3. Unfitness to Serve
Hamilton, in Federalist #68, wrote that “the process of election affords a moral certainty, that the office of President will never fall to the lot of any man who is not in an eminent degree endowed with the requisite qualifications. Talents for low intrigue, and the little arts of popularity, may alone suffice to elevate a man to the first honors in a single State; but it will require other talents, and a different kind of merit, to establish him in the esteem and confidence of the whole Union.”

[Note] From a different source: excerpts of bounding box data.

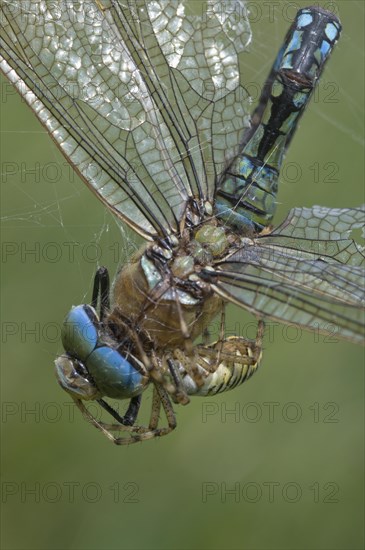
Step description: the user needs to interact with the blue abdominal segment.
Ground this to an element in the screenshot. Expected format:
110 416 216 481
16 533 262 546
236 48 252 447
215 7 341 233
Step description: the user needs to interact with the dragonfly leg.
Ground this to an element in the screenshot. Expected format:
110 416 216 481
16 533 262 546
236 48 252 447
91 267 110 322
73 384 176 445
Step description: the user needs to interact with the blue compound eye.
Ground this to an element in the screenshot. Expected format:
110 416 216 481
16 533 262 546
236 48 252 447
86 346 145 399
61 305 99 362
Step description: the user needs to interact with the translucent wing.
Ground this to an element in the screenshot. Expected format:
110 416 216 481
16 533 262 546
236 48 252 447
202 206 365 342
0 0 250 238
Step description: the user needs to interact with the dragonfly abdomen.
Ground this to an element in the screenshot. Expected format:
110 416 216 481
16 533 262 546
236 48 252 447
215 7 341 232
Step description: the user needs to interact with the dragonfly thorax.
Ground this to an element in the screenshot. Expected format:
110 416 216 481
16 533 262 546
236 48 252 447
112 221 231 348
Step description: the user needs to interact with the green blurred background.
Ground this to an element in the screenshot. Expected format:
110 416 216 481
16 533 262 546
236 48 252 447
1 0 364 550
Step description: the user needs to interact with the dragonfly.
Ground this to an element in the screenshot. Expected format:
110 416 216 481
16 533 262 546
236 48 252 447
0 0 365 445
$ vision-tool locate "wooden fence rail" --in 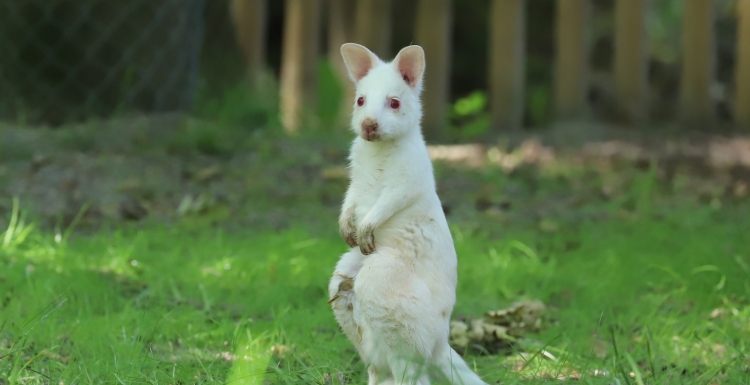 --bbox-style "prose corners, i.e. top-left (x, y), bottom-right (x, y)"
top-left (231, 0), bottom-right (750, 134)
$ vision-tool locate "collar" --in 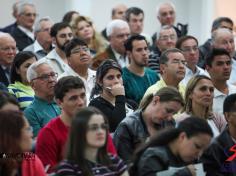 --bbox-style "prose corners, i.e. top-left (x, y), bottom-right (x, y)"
top-left (17, 25), bottom-right (34, 40)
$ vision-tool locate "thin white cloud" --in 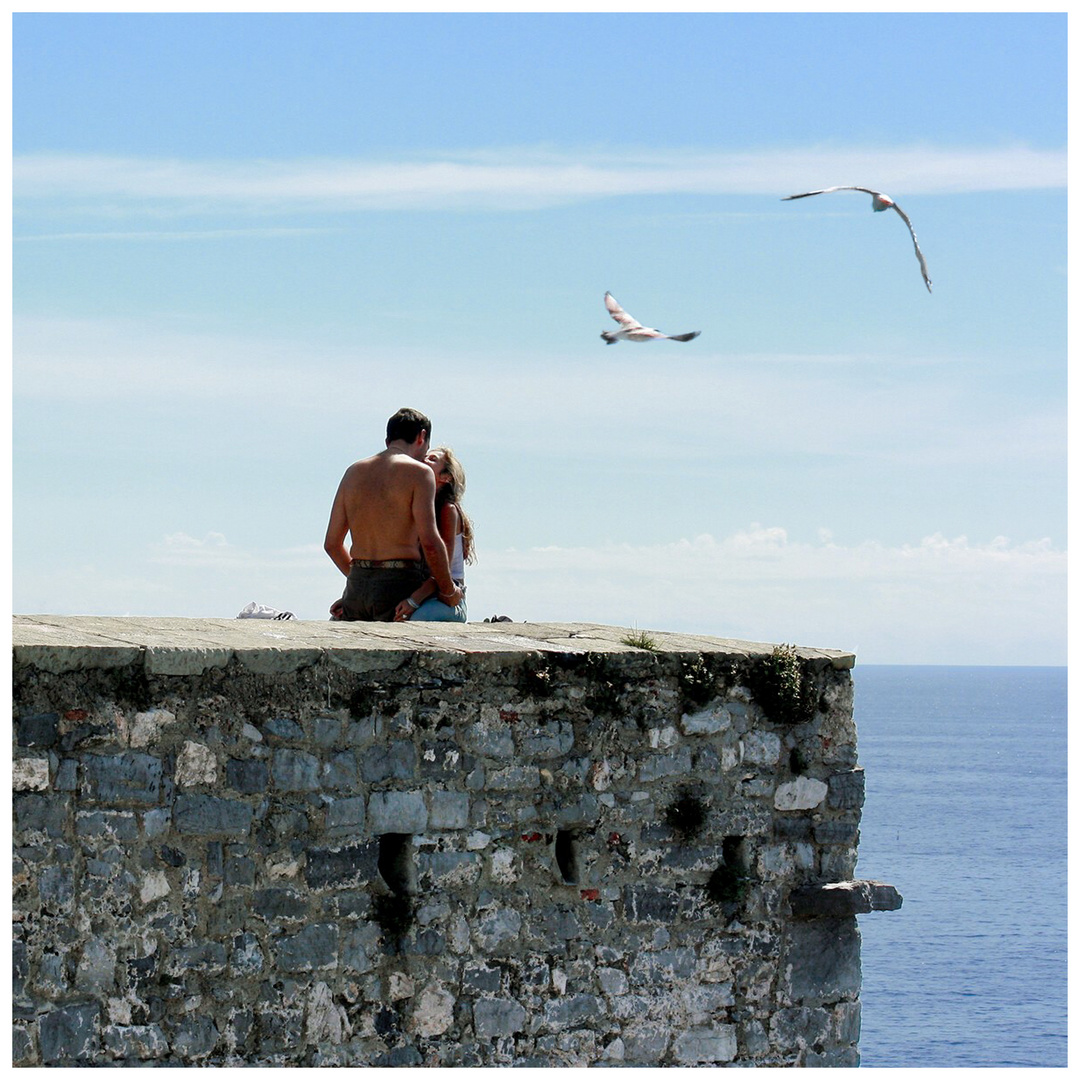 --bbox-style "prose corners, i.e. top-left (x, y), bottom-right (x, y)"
top-left (13, 146), bottom-right (1067, 213)
top-left (469, 526), bottom-right (1067, 664)
top-left (16, 525), bottom-right (1068, 664)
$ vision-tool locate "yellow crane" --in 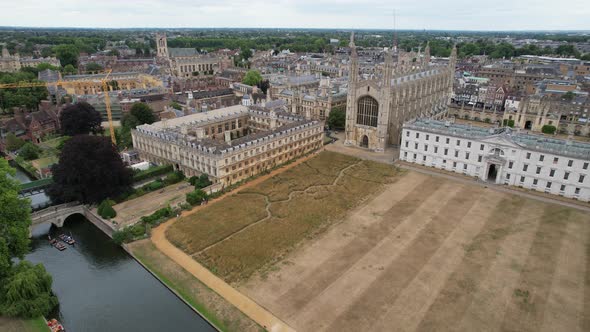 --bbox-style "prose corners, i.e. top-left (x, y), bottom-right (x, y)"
top-left (0, 69), bottom-right (117, 145)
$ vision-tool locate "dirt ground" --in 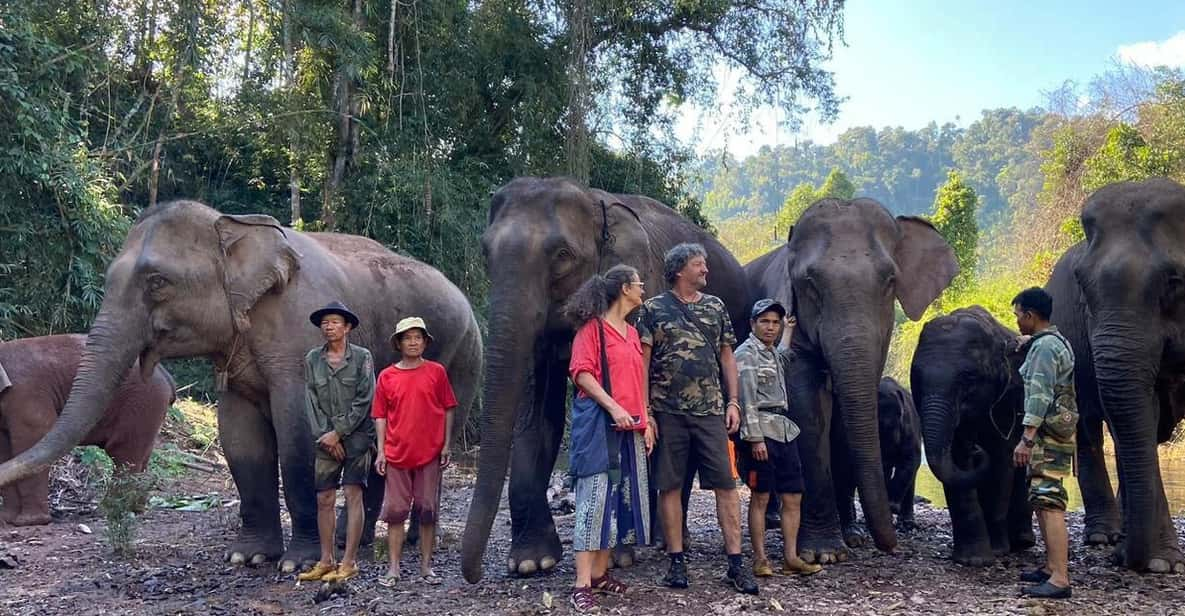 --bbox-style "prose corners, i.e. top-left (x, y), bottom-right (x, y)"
top-left (0, 453), bottom-right (1185, 616)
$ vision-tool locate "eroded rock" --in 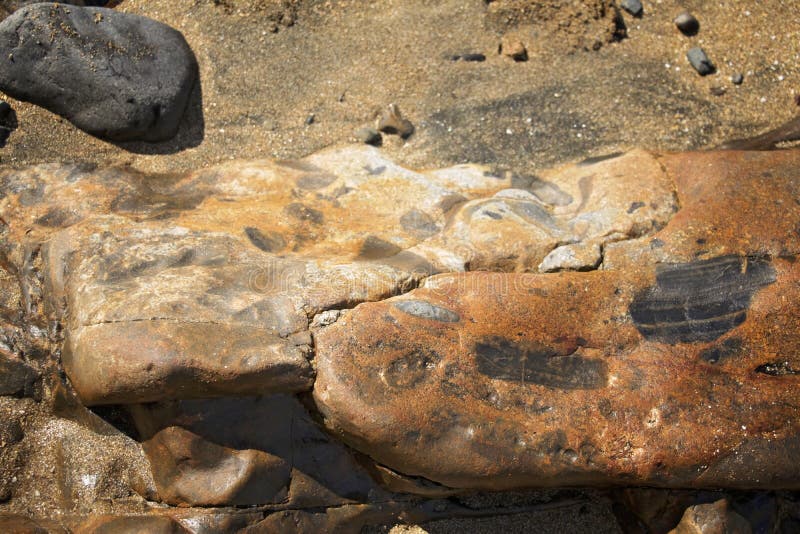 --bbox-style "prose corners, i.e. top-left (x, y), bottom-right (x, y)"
top-left (314, 152), bottom-right (800, 489)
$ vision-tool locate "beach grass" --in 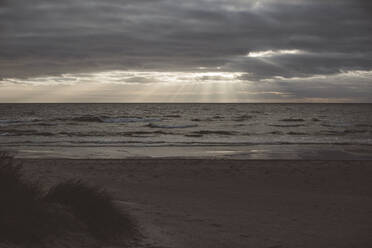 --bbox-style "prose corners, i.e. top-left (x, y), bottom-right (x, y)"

Clearly, Trump possesses the talents of which Hamilton wrote. But we have seen, in the past month, several terrifying examples of Trump’s lack of fitness to serve as president. Refusing to consult with intelligence services, Trump singlehandedly endangered 40 years of U.S.-China relations by questioning the “One China” policy, provoking China to fly bombers over the South China Sea in a show of force. He has likewise made a mess in Pakistan, where his bizarre comments included an embrace of a reluctant ally that still shields Islamist radicals, and in Kazakhstan, where he praised a dictator.
And here at home, Trump has spread outright lies: that “millions” of people voted fraudulently, for example. He has intimidated artists, cultural figures and journalists in a way no president has done in 150 years, undermining respect for the First Amendment. His senior staff members have spread wild conspiracy theories, including “Pizzagate,” and bizarre claims about Trayvon Martin, Michael Brown and other victims of violence.
This is not about ideology. It’s not about Trump’s views on climate change, or immigration, or any other issue. I may not like them, but that’s how democracy works.
But acting in collusion with Russia, brazenly flouting the Constitution and recklessly, ignorantly and seemingly pathologically destroying decades of bipartisan foreign policy? That is how democracy dies.
It’s still a very long shot that 37 electors will reverse their pledges to vote for Donald Trump, even though he lost the popular vote by 2,676,670. But we have learned a lot since they made those pledges — and, without hyperbole, we now see how Trump threatens the constitutional order he is meant to preserve and protect. Rejecting Trump is not a violation of the electors’ duty, it’s a fulfillment of it.